Why US Secretary of State Mike Pompeo’s Saudi Arabia visit over missing journalist was a diplomatic mission impossible
• President Trump sent Pompeo to stress the severity of the case of Jamal Khashoggi, who is thought to be dead
• Analysts say he was too deferential and sent the message that America would help the kingdom emerge from the crisis
Almost six months ago, Secretary of State Mike Pompeo set out to revive the State Department’s “swagger”. But his rebranding efforts may have been undercut by his emergency visit to Saudi Arabia this week to discuss the disappearance and possible death of journalist Jamal Khashoggi.

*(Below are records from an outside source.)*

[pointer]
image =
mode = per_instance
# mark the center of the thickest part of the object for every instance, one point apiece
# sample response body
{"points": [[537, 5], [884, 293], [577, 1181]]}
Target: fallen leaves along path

President Donald Trump dispatched Pompeo to stress the importance the United States attaches to the case, but the diplomat left any blunt words for the Saudis to private conversations.
In his brief public appearances with the Saudi leaders, Pompeo was smiling and courteous, showing no signs of moral affront over what may have happened to the journalist, a contributing columnist to The Washington Post who has not been seen since he visited the Saudi Consulate in Istanbul on October 2 to obtain a document. Turkish officials have said they believe Khashoggi was killed and dismembered by a Saudi team linked to Crown Prince Mohammed bin Salman, commonly known as MBS, whom Pompeo met twice in Riyadh, the Saudi capital.
Former diplomats and foreign policy experts say they did not expect Pompeo to use a public platform to express moral outrage over Khashoggi’s fate. To do so could have undermined his ability to deliver a stern message in private.
“The smiles are because when you go into a meeting, if you want to be tough you want to be listened to,” said Ronald Neumann, president of the American Academy of Diplomacy who spent more than three decades as a diplomat, most of it in the Middle East. “You’re not there to do a morality lecture, no matter how much you believe it. You’re there to say, ‘you’re in deep trouble and you have to get out’.”